FYI: LastPass browser plugin appears broken starting 24-48 hours ago and not pasting the password.

It's definitely _NOT_ LastPass.

I use the one built into Firefox. Probably not a good fit for your situation, but it's saved my bacon at least once: I started to enter my credentials on a site and then thought "wait, why didn't Firefox auto-fill my credentials here?" Then I noticed the domain didn't match the rest of the site.

Keepass on a shared drive or something like Dropbox has always worked well for me.

Bitwarden is amazing! And I have tried all of them over the last few years.

worth looking at Myki, offline, 2FA and shared access to the team https://myki.com/teams/

Keeper is the clear winner in our companies testing.

PasswordState?

corp wise we use thychotic secret server.

its pretty clunky but works well enough i guess.

personally i use bitwarden.

AWS Secret Manager?

sticky notes under your desk

Okta

Thycotic Secret Server, hands down.

bitwarden_rs

The human brain.

hunter2

stop sharing passwords!

I’d be rethinking the hundred services, to be honest.

I am, give me your passwords and I will manage them.

Why not using HashiCorp Vault, supported by ActiveDirectory?

No password manager supports multiple levels of security conveniently, so I'm forced to use two managers.

For web browsing, passwords often protect the site not me (magazine logins...). One wants a manager to stay open during browsing sessions, so one doesn't have to type the master password for every single use.

For financial transactions, one wants zero risk of someone cracking your financial security because they enjoyed thirty seconds physical access while you stepped away from your desk.

(Be reasonable: No one is going to set up a proximity monitor that locks their screen if they lean back in their chair, any more than they'll rig a trip wire shotgun to protect their data.

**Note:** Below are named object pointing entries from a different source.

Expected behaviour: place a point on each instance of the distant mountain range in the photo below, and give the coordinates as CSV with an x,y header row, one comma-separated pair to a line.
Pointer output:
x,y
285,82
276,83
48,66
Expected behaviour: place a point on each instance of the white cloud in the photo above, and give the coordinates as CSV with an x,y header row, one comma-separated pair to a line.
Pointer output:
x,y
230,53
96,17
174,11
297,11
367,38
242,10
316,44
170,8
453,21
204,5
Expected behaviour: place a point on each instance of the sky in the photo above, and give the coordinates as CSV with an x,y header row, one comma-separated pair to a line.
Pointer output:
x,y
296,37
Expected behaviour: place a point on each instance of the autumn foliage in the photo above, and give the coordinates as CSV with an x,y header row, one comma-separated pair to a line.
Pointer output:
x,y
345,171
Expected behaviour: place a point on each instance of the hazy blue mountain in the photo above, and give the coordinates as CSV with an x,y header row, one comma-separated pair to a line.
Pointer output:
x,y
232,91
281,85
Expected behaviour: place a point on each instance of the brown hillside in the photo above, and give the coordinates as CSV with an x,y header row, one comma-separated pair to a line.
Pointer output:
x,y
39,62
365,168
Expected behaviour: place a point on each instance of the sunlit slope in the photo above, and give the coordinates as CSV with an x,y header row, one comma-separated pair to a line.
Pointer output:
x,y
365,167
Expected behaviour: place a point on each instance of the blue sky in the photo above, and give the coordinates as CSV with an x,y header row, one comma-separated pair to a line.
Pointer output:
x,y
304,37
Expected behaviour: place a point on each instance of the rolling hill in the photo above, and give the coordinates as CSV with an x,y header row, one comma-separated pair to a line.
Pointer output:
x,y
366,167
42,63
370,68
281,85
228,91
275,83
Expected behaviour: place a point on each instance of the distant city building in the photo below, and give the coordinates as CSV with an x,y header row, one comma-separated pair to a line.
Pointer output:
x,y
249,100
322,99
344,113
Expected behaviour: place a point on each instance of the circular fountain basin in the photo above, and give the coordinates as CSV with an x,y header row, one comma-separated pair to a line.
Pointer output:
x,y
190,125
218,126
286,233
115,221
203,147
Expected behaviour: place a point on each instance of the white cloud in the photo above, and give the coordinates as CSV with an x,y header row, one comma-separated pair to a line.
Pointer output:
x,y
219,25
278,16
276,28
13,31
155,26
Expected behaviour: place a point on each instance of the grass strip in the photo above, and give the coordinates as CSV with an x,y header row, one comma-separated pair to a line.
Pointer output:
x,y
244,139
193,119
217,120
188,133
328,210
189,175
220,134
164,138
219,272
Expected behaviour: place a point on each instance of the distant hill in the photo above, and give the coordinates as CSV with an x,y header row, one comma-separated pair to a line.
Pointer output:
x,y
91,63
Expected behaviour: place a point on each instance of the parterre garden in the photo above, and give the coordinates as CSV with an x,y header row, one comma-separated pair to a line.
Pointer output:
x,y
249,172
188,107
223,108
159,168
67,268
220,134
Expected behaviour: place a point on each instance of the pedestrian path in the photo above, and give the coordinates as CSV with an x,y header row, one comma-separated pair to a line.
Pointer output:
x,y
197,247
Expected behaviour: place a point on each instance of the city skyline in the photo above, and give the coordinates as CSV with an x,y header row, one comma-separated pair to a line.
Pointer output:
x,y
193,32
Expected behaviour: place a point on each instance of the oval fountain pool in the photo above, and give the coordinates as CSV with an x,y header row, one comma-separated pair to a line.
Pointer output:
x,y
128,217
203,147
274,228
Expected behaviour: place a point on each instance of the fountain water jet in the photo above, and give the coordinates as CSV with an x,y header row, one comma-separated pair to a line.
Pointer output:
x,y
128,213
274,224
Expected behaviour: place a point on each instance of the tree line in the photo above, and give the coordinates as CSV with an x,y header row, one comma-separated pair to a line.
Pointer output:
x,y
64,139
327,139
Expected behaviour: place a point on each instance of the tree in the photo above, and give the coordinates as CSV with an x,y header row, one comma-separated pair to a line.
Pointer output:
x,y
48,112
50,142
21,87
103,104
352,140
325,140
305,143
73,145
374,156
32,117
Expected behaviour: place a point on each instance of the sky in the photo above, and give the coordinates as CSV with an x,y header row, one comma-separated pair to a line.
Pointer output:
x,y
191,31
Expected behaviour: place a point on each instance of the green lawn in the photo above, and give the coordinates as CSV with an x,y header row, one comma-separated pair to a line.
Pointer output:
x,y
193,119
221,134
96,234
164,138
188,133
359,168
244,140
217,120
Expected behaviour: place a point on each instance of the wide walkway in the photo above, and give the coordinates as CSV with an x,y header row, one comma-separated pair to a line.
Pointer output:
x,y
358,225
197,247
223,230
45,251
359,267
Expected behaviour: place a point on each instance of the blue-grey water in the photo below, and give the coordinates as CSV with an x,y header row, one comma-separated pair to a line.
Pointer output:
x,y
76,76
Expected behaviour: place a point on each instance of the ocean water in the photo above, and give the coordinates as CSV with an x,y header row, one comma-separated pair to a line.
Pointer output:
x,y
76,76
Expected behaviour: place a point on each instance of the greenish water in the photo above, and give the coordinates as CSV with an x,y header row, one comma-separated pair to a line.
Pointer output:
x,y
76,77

Don't propose a version of this. I want convenience, so secure data needs extreme protection, not my browser during thirty second gaps.)

I've begged 1Password for years to allow certain passwords to be marked "secure" invoking all obvious measures: A second password needed to unlock, immediately locks again after use. No dice. They've tried offering a few alternatives that are so inconvenient that using a second manager is frankly easier.

Remember how Steve Jobs made his fortune: the iPod assumed people were stupid. The flat file system was corrected in the first year of the Mac, but reintroduced for the iPod for "ease of use". Similarly, I honestly don't believe that password managers are foremost concerned with security. They're concerned with sales.

Dashlane is no better, but it's a second system that I prefer for financial passwords.